With less emphasis on what you eat, let’s look at some general recommendations for the rest:
How: Slow down! For true psychological and physiological satisfaction, it’s important to realize you are eating. Savor the Flavor! I encourage you to approach meals with intention and connection, to avoid distractions that often lead to overeating. As you eat, focus on your attention on the food. If you find your mind wandering to responsibilities, work or judgements about the food, gently bring your attention back to how to the food tastes, smells, feels, looks and sounds (if applicable). This can also allow you to check in with hunger and fullness levels.
When: Are you eating often enough? Every body process functions best when given consistent and regular nutrition. It’s easy to forget, lose track of time or avoid eating. Stress actually suppresses hunger signals, so a busy work day can leave you exhausted and ravenous once you finally slow down. I encourage you to eat every 3-4 hours, using snacks between meals to keep your brain and body well-fueled. A body that feels well taken care of is one with an effectively functioning metabolism (metabolism being every body process that keeps you alive and thriving – not just what regulates weight).
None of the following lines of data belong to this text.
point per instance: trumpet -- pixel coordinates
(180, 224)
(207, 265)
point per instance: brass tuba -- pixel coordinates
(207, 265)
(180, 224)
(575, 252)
Why: I actually often encourage food journals to help people become more aware of why they are eating. I’m not one to encourage people to write down everything they eat or count calories, but I do find journals helpful for increasing awareness. Are you physically hungry? Has it been 3-4 hours since you last had something to eat? Why do you feel the urge to grab something? Is it emotional hunger? Pausing to check in can be empowering, and can make the difference between functioning on autopilot vs being proactive in meeting your true needs (which can be done with or without a journal, you decide what’s actually effective and helpful).
Where: Are you eating in the car? At your desk? While answering emails? Over the sink? While it’s probably not realistic to expect yourself to sit down with zero distractions for every meal, I would encourage you to take every opportunity to make your meal time a separate event from work. I KNOW you will find greater self-trust and eating competence as you truly allow yourself to just eat.
Mindful Eating has real potential to create positive experiences with food, which will increase self-trust and decrease fear. For those who struggle with overeating, undereating, food anxiety, or physical symptoms of irregular food patterns, I assure you there are real answers here!